My thoughts on BBQ

First and foremost,  BBQ Rub Recipes for The Best BBQ is one of the top American past times right next to baseball. The cool thing about BBQ is that it was widely accepted into the American culture and it also varied from region to region. This was one of the first cuisines to do that. I thought that was super cool. BBQ is apart of the culture here in America and it does not have to be giant chunks of meat. BBQ can literally be what ever you want it to be. Think of BBQ like a flavor profile rather than a set item.
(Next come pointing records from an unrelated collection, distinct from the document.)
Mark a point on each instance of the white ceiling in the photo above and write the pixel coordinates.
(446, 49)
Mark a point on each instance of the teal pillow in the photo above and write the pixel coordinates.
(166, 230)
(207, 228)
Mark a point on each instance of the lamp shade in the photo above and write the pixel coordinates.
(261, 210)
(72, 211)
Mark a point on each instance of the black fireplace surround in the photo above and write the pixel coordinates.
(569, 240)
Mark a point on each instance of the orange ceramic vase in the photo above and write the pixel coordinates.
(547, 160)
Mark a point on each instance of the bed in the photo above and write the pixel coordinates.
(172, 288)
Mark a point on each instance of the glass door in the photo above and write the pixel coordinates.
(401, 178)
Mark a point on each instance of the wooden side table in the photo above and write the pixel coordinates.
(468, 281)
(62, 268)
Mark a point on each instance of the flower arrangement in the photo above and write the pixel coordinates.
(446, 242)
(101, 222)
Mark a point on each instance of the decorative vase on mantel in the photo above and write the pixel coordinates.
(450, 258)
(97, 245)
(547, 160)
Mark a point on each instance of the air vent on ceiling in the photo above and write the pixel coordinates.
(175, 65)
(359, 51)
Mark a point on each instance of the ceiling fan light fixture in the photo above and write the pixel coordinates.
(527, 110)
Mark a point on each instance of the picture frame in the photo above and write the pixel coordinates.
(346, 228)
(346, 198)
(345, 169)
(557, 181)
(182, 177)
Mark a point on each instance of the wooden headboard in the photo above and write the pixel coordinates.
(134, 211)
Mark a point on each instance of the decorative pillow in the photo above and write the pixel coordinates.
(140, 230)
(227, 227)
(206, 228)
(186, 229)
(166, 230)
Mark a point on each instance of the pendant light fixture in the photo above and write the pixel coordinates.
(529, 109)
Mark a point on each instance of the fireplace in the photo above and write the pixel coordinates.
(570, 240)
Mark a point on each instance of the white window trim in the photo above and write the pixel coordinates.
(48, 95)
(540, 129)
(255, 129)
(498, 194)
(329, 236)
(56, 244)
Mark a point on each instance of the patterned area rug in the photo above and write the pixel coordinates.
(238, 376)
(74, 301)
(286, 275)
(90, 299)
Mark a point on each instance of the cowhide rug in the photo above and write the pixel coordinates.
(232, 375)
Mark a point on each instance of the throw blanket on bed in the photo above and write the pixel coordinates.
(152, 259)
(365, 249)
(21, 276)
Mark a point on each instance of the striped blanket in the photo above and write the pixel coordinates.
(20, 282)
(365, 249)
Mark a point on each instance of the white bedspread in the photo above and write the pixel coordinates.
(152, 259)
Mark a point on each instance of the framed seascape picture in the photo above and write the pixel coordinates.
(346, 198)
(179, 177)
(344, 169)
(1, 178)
There are 4 main types of BBQ:  Memphis, Texas, Carolina, and Kansas City. In this article, im going to go over the history, uses, and styles of each one. Them I am going to give you a recipe in each category that I have used in the restaurant industry.

History of BBQ Rubs

BBQ Rub Recipes

BBQ foods and BBQ rubs were developed on the east coast of early American colonial times. You will notice as we get into the different types of BBQ rubs, that BBQ was influenced mostly by geographical locations. Some regions missed out on what others did not and vice versa.  Let us explore the different regions and influences they had.

Memphis

Memphis BBQ, in my opinion, is the most balanced and delicious type of BBQ the United States has to offer.  Again, this is purely my opinion. Memphis was incredibly lucky due to its geographical location. Since Memphis is a port town, there was a wider variety of ingredients to choose from. Memphis also had the Mississippi river, which was the main route for shipping molasses. Obviously, molasses made its way into the Memphis BBQ cuisine.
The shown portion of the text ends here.